Once the catalogue is established, the thin client uses the following three types of scans to maintain an accurate inventory and check out new objects:
- On-access scan: The maximum-priority scan applied to objects right before they are executed. The files are intercepted, prevented from running, and disinfected if found to be malicious.
- Pre-fetch scan: A joint local and cloud scan of a file that is currently idle, but is expected to be executed shortly. This type of scan only takes place when performance is not impacted.
- Background Scan: The lowest priority scan that only runs when the computer is idle, so as not to impair performance.
The following slide shows the results of a scan:
Collective Intelligence is Panda Security’s term for the servers that provide the anti-virus detection engines.
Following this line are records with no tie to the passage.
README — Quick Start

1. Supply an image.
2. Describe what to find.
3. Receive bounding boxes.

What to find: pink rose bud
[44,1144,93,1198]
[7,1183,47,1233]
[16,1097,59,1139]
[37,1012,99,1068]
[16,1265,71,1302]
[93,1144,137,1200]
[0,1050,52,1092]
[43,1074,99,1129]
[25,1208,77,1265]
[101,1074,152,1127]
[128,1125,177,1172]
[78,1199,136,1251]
As information is uploaded from the thin clients, it is analyzed and categorized by the Collective Intelligence technology.
If a new malware strain or a variant of an existing strain is discovered, the servers will create and send detection/removal instructions to each client node. To get an idea as to what is happening with Collective Intelligence, Panda Security has created a real-time monitor on their Web site.
What information is being uploaded
I asked Sean-Paul Correll, a threat researcher for Panda Security, what exactly is uploaded to the Collective Intelligence. Mr. Correll explained that the thin client builds what they call a “reverse signature”. A small file comprised of data needed to recognize malware signatures, specifically:
- Cloud heuristics
- How the executable file interacts with the operating system
- Alterations to the system’s inventory fingerprint
Before the data is sent to the Collective Intelligence servers, it is hashed to ensure privacy and authenticity of the message.
I was concerned if computers would be protected adequately when off-line. Mr. Correll explained that:
“Computers are still protected while not connected to the Internet. Cloud Anti-virus keeps a local copy of the Collective Intelligence cache for off-line operation.”
I then asked if it wasn’t redundant to have the thin client check the Collective Intelligence, when there was a local copy of the cache. Mr. Correll clarified it for me:
“The number of new malware signatures amounts to approximately 150,000 a day. That many can be processed by the Collective Intelligence servers, allowing real-time queries by the thin clients. But, it would be near-impossible to keep the local cache of every thin client that up to date.”
Awhile back, I posted about a ComputerWorld article that was trying to determine if using free anti-virus software was worthwhile or not. At that time, Panda Security’s Cloud Anti-virus was also tested, but not written about. AV-Test.org, the company selected by ComputerWorld to run the tests disclosed why:
“The program’s (Cloud Anti-virus) design also meant that it could not work with our current method of proactive-protection testing, which requires us to use two- and four-week-old signature databases to simulate how well an antivirus tool performs.”
In a later ComputerWorld article, AV-Test.org offered these results:
“If its excellent showing at detecting malware in AV-Test.org’s zoo of half a million samples is any indication, the approach works. Panda’s app produced an impressive 99.4 percent overall detection rate.”
The next best performance, 98.9, was achieved by Avira AntiVir Personal.
It appears using Collective Intelligence will give anti-virus applications better tools for fighting malware. Let’s hope so.
I would like to thank Ms. Amy Ziari of Bateman Group and Mr. Sean-Paul Correll of Panda Security for their patience and help with this article.